I used to attend Agile and quality related conferences years ago and have saved notes from many of them. While some topics have become overtaken by events since then, there still seem to be some useful ideas that I’d like to pass along. [My notes for this one were very short it seems.]

An opening thought offered was:

For those who believe, no explanation is necessary. For those who do not, none is sufficient.” — Joseph Dunninger

Opening Keynote Ken Rubin on Economically Sensible Scrum

Ken’s thoughts offered were:

· Sprint Review is about inspecting and adapting the Product

· Sprint Retrospective is about inspecting and adapting the Process

· Think about a 4x4 baton race and “busyness” of people. We should “Watch the baton, not the runners.”

· Assume 80% busy for people, not 100%, else, where is the capacity to improve and take advantage of opportunities?

· Focus on the flow of work across the system (baton) [a very Kanban approach].

· Referenced a Clark and Wheelright study (1992) on multitasking [that Mike Cohn discusses on page 193 of his book Succeeding with Scrum.]

· T-shaped skills allow swarming (management responsibility if they form the teams).

Tim Wise Enabling Distributed Agile Teams”

As a way to overcome difficulties caused by different time zones and lack of face to face communication Wise suggest an interesting technique, thenegation exercise.
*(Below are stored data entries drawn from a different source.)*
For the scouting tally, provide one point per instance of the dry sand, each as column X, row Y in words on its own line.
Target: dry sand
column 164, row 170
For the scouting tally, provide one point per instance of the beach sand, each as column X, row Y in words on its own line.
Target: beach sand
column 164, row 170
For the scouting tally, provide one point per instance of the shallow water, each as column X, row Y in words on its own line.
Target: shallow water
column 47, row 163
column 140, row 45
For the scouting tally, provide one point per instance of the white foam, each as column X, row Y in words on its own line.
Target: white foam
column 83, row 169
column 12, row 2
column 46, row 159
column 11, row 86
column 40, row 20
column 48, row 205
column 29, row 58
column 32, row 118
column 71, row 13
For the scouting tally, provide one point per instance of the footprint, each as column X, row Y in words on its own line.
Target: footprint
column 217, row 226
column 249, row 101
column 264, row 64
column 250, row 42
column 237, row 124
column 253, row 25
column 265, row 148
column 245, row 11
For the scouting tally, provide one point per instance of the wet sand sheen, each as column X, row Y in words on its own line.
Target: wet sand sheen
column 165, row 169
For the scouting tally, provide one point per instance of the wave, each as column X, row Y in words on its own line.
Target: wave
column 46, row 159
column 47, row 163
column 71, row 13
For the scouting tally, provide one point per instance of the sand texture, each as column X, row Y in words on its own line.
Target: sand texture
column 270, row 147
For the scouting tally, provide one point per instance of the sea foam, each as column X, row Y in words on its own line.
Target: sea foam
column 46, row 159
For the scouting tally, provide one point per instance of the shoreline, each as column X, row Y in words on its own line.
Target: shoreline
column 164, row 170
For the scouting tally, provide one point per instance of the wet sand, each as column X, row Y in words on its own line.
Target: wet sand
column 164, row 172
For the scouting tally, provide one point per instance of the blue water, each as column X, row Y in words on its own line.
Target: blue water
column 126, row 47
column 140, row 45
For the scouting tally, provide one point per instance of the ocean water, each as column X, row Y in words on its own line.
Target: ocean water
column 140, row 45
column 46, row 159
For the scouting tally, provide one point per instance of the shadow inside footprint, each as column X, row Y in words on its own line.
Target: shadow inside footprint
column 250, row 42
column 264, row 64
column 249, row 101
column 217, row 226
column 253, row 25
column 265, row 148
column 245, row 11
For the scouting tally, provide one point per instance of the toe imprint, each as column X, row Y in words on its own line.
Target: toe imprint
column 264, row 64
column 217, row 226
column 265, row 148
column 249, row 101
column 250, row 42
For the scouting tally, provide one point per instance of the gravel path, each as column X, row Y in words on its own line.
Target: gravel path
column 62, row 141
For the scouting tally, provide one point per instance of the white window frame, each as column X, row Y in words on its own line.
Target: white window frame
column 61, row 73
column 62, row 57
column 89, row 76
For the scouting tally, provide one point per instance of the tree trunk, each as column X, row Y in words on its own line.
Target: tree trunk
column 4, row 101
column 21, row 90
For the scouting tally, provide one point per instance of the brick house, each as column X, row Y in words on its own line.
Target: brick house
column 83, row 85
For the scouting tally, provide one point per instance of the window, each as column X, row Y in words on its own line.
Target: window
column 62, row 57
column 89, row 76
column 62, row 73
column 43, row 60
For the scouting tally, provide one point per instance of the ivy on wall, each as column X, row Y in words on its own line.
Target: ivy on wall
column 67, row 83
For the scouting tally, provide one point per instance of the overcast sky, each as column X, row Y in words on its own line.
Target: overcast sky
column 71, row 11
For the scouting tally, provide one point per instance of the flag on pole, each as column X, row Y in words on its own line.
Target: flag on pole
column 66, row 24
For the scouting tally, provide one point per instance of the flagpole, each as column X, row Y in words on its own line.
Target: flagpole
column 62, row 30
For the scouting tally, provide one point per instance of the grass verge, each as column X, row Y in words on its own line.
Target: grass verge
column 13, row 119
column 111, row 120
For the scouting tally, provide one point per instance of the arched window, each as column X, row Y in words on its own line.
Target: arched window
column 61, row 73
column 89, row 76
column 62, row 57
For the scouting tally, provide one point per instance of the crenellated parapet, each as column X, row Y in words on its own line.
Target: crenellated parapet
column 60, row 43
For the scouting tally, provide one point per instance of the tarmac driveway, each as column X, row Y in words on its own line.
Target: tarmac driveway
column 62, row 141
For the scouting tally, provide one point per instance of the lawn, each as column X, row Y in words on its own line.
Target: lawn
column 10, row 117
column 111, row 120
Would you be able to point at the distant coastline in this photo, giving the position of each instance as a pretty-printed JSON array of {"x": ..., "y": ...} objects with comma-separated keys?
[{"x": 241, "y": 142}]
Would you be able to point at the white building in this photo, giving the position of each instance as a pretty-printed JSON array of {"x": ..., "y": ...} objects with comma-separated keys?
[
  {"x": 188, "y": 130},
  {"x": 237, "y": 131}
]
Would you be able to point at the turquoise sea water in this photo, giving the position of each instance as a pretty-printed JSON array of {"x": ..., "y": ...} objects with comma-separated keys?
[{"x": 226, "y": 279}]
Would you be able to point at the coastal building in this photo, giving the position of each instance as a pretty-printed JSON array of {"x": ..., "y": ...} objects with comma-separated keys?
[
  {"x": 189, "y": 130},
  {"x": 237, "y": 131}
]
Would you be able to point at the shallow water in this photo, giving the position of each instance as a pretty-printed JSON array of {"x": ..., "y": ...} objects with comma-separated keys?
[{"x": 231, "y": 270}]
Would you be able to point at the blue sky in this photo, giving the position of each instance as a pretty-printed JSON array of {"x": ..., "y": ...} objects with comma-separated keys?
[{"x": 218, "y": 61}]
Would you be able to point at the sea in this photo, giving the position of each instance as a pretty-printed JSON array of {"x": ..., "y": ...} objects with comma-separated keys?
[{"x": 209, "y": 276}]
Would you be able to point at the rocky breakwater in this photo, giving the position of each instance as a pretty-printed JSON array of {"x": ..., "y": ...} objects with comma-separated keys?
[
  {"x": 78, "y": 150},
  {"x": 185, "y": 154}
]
In this exercise, do a team brainstorm on “How can we make working with each other more miserable?” When all ideas are listed, the team selects the number one pain point and establishes a working agreement on how to address it.

Keynote by Richard Sheridan of Menlo Innovations (Joy Inc.)

He spoke about the sustainability of people at work. [I refer you to his books (Joy and Chief Joy Officer) as well as YouTube videos of his talks.